Penalized polytomous ordinal logistic regression using cumulative logits. Application to network inference of zero-inflated variables

TL;DR

This paper introduces a penalized ordinal logistic regression method with stability selection and knockoffs for variable selection, applied to network inference of zero-inflated variables in real agronomic data.

Contribution

It develops a novel penalized regression approach using cumulative logits, stability selection, and knockoffs for ordinal responses, with practical application to zero-inflated network inference.

Findings

Effective variable selection in ordinal regression models.

Successful application to real agronomic zero-inflated data.

Enhanced interpretability of covariate importance.

Abstract

We consider the problem of variable selection when the response is ordinal, that is an ordered categorical variable. In particular, we are interested in selecting quantitative explanatory variables linked with the ordinal response variable and we want to determine which predictors are relevant. In this framework, we choose to use the polytomous ordinal logistic regression model using cumulative logits which generalizes the logistic regression.
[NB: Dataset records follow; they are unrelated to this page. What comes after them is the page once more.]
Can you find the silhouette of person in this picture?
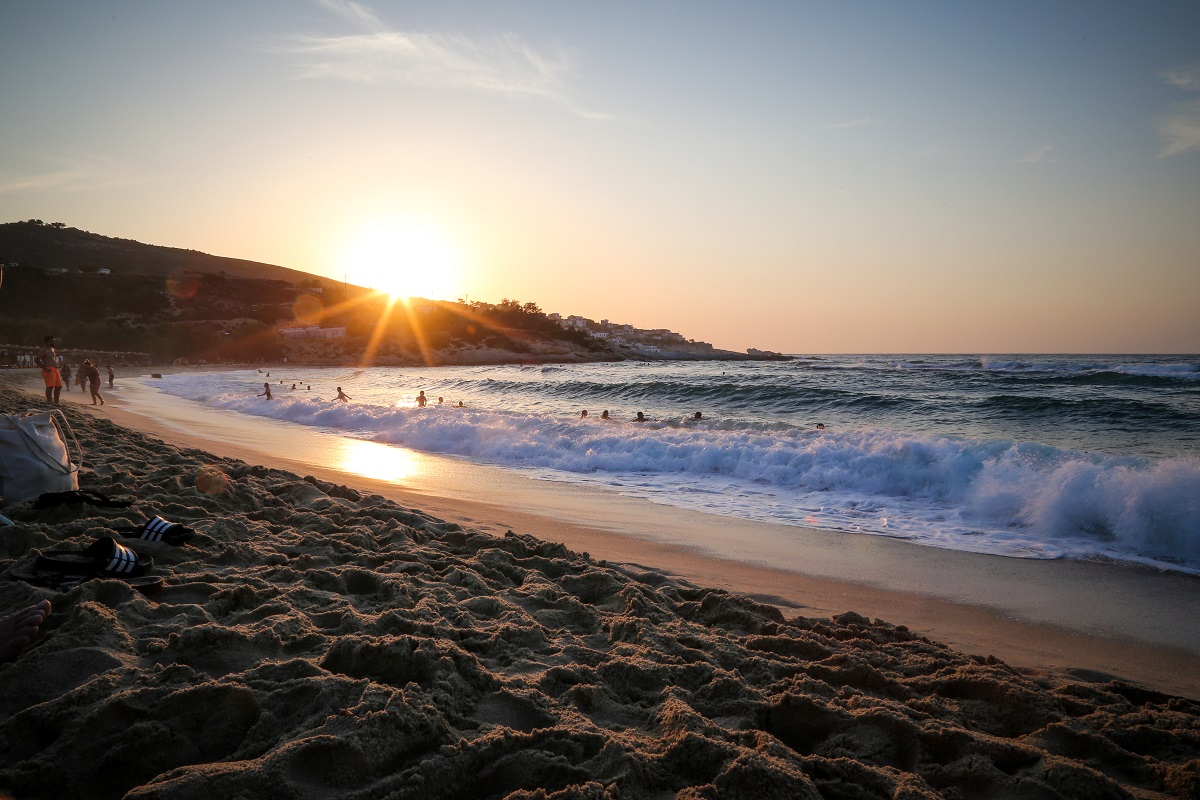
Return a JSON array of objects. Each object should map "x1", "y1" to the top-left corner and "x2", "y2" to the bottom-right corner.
[{"x1": 34, "y1": 336, "x2": 62, "y2": 405}]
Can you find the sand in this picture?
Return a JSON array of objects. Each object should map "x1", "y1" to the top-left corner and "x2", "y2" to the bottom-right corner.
[{"x1": 0, "y1": 379, "x2": 1200, "y2": 799}]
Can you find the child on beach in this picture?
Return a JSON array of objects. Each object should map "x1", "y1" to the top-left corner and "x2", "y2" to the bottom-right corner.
[
  {"x1": 34, "y1": 336, "x2": 62, "y2": 405},
  {"x1": 79, "y1": 359, "x2": 104, "y2": 405}
]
We then introduce the Lasso estimation of the regression coefficients using the Frank-Wolfe algorithm. To deal with the choice of the penalty parameter, we use the stability selection method and we develop a new method based on the knockoffs idea. This knockoffs method is general and suitable to any regression and besides, gives an order of importance of the covariates. Finally, we provide some experimental results to corroborate our method. We then present an application of this regression method for network inference of zero-inflated variables and use it in practice on real abundance data in an agronomic context.